A staple of the Wandas since their inception, in 2020 this category has a winner bordering on default, since it’s not as hilarious as recipients past. Yet although it lacks the hearty laughs of its contemporaries, Armando Iannucci’s adaptation of a Dickensian tale is certainly not devoid of humour, possessing some neat gags and clever fourth-wall breaks. Modest, charming and filled with character, The Personal History of David Copperfield is a comedy that does its source material (and its late author) proud.


Every year brings with it a slew of movies that fail to garner widespread attention, which is more the fault of extraneous circumstances than the quality of a particular film. Much like last year’s Paddleton, the 2020 winner of this category was one this author knew nothing about prior to viewing it in a cinema, and found himself completely enamoured by screening’s end. The heartiest of recommendations is offered to the French mystery film Only the Animals, of which just one thing needs to be said: Walk In Blind.

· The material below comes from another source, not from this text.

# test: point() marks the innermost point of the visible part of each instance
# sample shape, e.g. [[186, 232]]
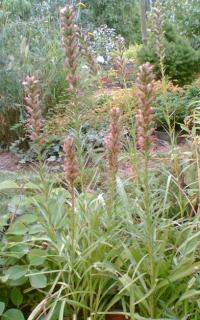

Honourable Mention: Sonic the Hedgehog


Continuing with tradition once again, this recipient emulates many traits of a previous year’s “awardee”, in that it’s an Australian feature influenced heavily by the Western genre. That’s where the comparisons end though – where this latest film falters is in its ability to engage the viewer, being slow, uneventful and rather anti-climactic. While it undoubtedly has the best intentions in mind, showing a side of history rarely promoted in the modern age, The Furnace doesn’t have the bold direction or gravitas to back it up.


In the weeks before writing this feature, as yours truly was making his way through the remainder of 2020’s releases, it looked highly unlikely that a new Fish Called Wanda would be crowned. Past ceremonies have stipulated that any winner had to be the author’s favourite of the previous year, and would likely be included as part of his Favourite Films of All-Time, two factors that were difficult to apply to any of the pictures from 2020. But as the search neared its end, a winner was found at last, and that winner is…


There was no other feature-length release in 2020 that proved more resonant, profound or delightful than Pete Docter’s animated odyssey, which once more asserts Pixar Animation Studios as the dominant force in the artform and the director as its spearhead. More than anything though, Soul is a picture that this author very much looks forward to revisiting in the decades to come.